Lessons from Hot Yoga
I know I’m no superstar yogini, but I do have a regular practice– on my floor, with a DVD. A few years back, when we were living in Taiwan, I enjoyed a few sessions of “hot yoga” (Bikram). This is where the room was heated to 40 degrees centigrade and we swilled copious amounts of water, trying to keep up the water-to-sweat cycle, while pushing through an hour and a half of gentle but long-held poses. It wasn’t easy, but I could keep up and I felt great doing it.
A few weeks ago I Googled a few local yoga schools and found that there was a new, specially-designed bikram yoga place just a few blocks away. They had only one class- all levels welcome–what could go wrong?
I was excited when I got to class, the new facilities were awesome, the other students were friendly– this is going to be a lot of fun! Then I entered the room, into the wall of heat, and remembered that my 20 minute yoga-lite sessions don’t compare to an hour and half– not counting the temperature. In the few minutes before the teacher entered I focused on my mental state, “don’t psych yourself out.” “It’s not a competition.” “Stay at your own pace.” I noticed the older ladies in the class, the girls that were overweight, like me, the two awkward guys in the back. “I’m cool.”
The teacher entered and walked to the head of the class, “do we have any new students?” I raised my hand. “Good, since we’ve all done this before lets go straight into blahblahsomesanskritword.” What? Moment of paralyzing fear. But I snapped out of it, I’ll just watch and follow along, this is for all levels and I’ve taken all sorts of yoga classes.
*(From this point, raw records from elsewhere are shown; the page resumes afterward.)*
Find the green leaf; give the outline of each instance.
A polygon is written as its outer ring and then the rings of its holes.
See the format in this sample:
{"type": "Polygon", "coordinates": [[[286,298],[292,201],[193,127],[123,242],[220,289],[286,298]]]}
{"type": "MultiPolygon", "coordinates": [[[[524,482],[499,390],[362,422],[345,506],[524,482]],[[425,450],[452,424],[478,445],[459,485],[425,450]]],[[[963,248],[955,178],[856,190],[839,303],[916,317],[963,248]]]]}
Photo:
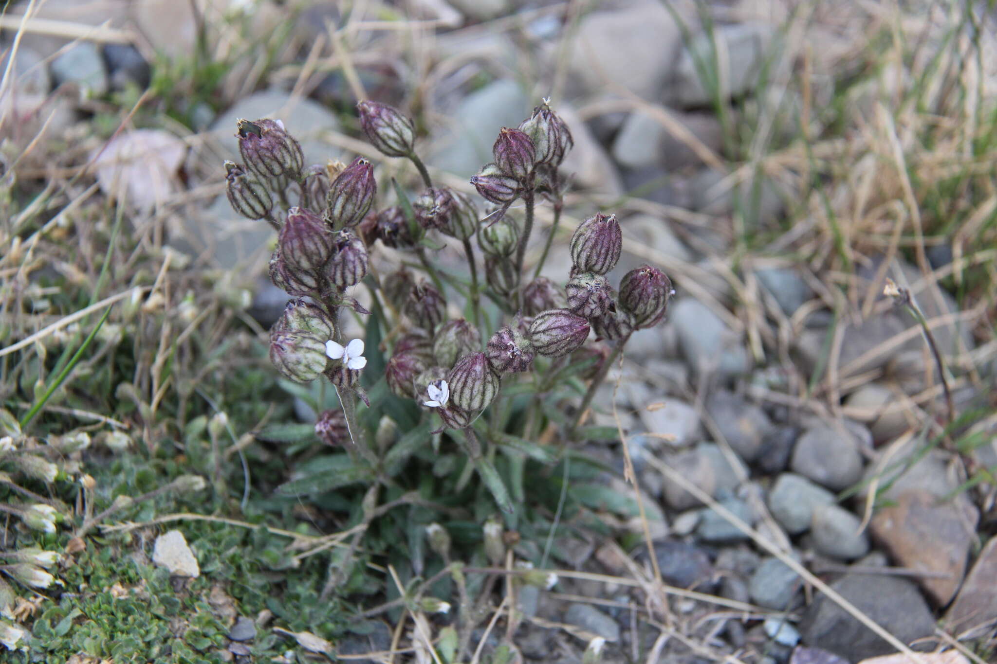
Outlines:
{"type": "Polygon", "coordinates": [[[395,445],[388,450],[388,454],[384,457],[384,469],[388,474],[388,477],[395,477],[402,472],[405,467],[405,462],[409,460],[413,454],[419,451],[420,448],[429,445],[430,442],[430,431],[433,430],[433,425],[429,418],[426,418],[421,422],[415,429],[412,429],[407,434],[402,436],[402,438],[395,443],[395,445]]]}
{"type": "Polygon", "coordinates": [[[321,494],[373,479],[374,474],[367,466],[355,464],[346,454],[333,454],[303,464],[291,475],[290,481],[277,487],[277,493],[281,496],[321,494]]]}
{"type": "Polygon", "coordinates": [[[478,469],[478,474],[482,476],[485,486],[492,493],[492,497],[495,499],[498,509],[505,514],[515,512],[515,508],[512,507],[512,501],[508,497],[508,490],[505,489],[505,483],[501,481],[501,476],[498,475],[498,471],[492,465],[492,462],[484,457],[476,459],[474,462],[475,468],[478,469]]]}
{"type": "Polygon", "coordinates": [[[504,433],[494,433],[492,434],[492,439],[501,447],[522,452],[530,459],[536,459],[541,463],[553,463],[559,457],[557,451],[549,445],[534,443],[525,438],[517,438],[516,436],[504,433]]]}
{"type": "Polygon", "coordinates": [[[317,440],[314,424],[271,424],[255,432],[253,437],[268,443],[303,443],[317,440]]]}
I’ve seen this stuff before. We get started.
We go through a series of poses. I wobble on one or two, but I’m ok. Sweat starts flowing immediately in the heat, but I feel good. Things are ok. Then the teacher says, “good, now we’re going to do those again, double-time.”
“Double-time?” I mentally go back through all the classes and DVDs…nope, no ‘double-time’. I have a bad feeling about this.
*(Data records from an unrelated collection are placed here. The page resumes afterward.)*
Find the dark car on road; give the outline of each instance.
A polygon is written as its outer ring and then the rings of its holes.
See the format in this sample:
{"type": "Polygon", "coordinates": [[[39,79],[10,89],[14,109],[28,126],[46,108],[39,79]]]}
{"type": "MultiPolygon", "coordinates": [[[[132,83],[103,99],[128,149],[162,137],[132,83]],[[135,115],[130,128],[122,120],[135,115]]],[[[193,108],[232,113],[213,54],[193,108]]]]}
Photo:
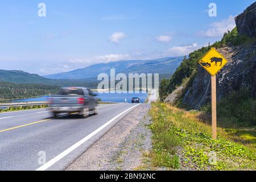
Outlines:
{"type": "Polygon", "coordinates": [[[50,97],[49,110],[53,116],[76,113],[86,118],[97,114],[97,94],[86,88],[63,88],[58,95],[50,97]]]}
{"type": "Polygon", "coordinates": [[[131,99],[131,103],[139,103],[139,97],[133,97],[131,99]]]}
We continue. The sweat is dripping off my nose and into my eyes, but that’s ok. What’s not ok is my shallow breathing. I stop and reach for my water bottle for the first time. “NO!” “We drink water at particular times, it’s not time yet.” I stare, my mouth moving to respond but my mind unable to provide the words. I try to get back into the routine, now totally focused on my thirst.
I make it to the end of double-time and we are allowed water– which I chug while pointedly looking at the teacher.
Round 2: we are only 20 minutes in. At this point my memory of events gets a little hazy. It’s the same back-and forth now, regular poses and double-time, no water. I get wobblier and wobblier, a few poses I only half-attempt. I stop a few poses early and rest. I look around and see I’m not the only one struggling. The teacher never steps away from the front-center of the room.
We stop for another water break and that thought spikes into my head: “I am not doing this for another moment.” I’m already embarrassed as I duck down and start rolling up my mat, hoping, “no one say anything to me, just let me go. No one say anything to me, just let me go.”
“No! Don’t give up! Just wait, take a break and lay down, drink some water.” I hate her. Two other women chime in, “stay, stay.”
I unfurl my mat by the door (I was so close) and lay on my back, concentrating on breathing normally. It takes a very long time. I never stop pouring sweat and make few attempts to get up again. I’m almost in a trance of thoughts alternating between hatred for the teacher, bewilderment that the class was so unexpectedly difficult, and of course, total humiliation that I am laying in a sweaty, wheezy pile by the door of an active yoga class. My reverie is interrupted when the teacher tells me I can “at least” do the pose they working on at that point. I give her the dirtiest look I can muster and turn my gaze back to the pipe on the ceiling.
Finally the class ends and I remove myself to the bench by the check-in desk to further cool down. The teacher avoids eye contact for the rest of my time there. I realize that the two women in class who encouraged me to stay work at the school. The other girl at the desk asks me if I ate bad food like chips before class (I did not) and I imagine that if I were a vampire I could rip everyone’s heads off in a blur of movement. I smile and thank her for her advice about good foods and bad foods. I’m too focused on regaining the strength to walk home to worry about if there is any judgement in her unsolicited advice. I thank the teacher for her class and she finally looks up at me and gives me a tight smile.
I finally walk home and cheer myself up by helping tourists find their hotel and noticing plants. (When I’m down I find focusing my attention on living plants and little creatures makes me feel better– perhaps that’s a story for another post.)
I realized how ridiculous it was for me to make such a jump in activity level like that and how silly it was for me to worry about what the other people in the class might have thought about me. We all know better than that- but it’s so hard sometimes. I tell myself that I have to work up to some things and try to keep my expectations closer to reality.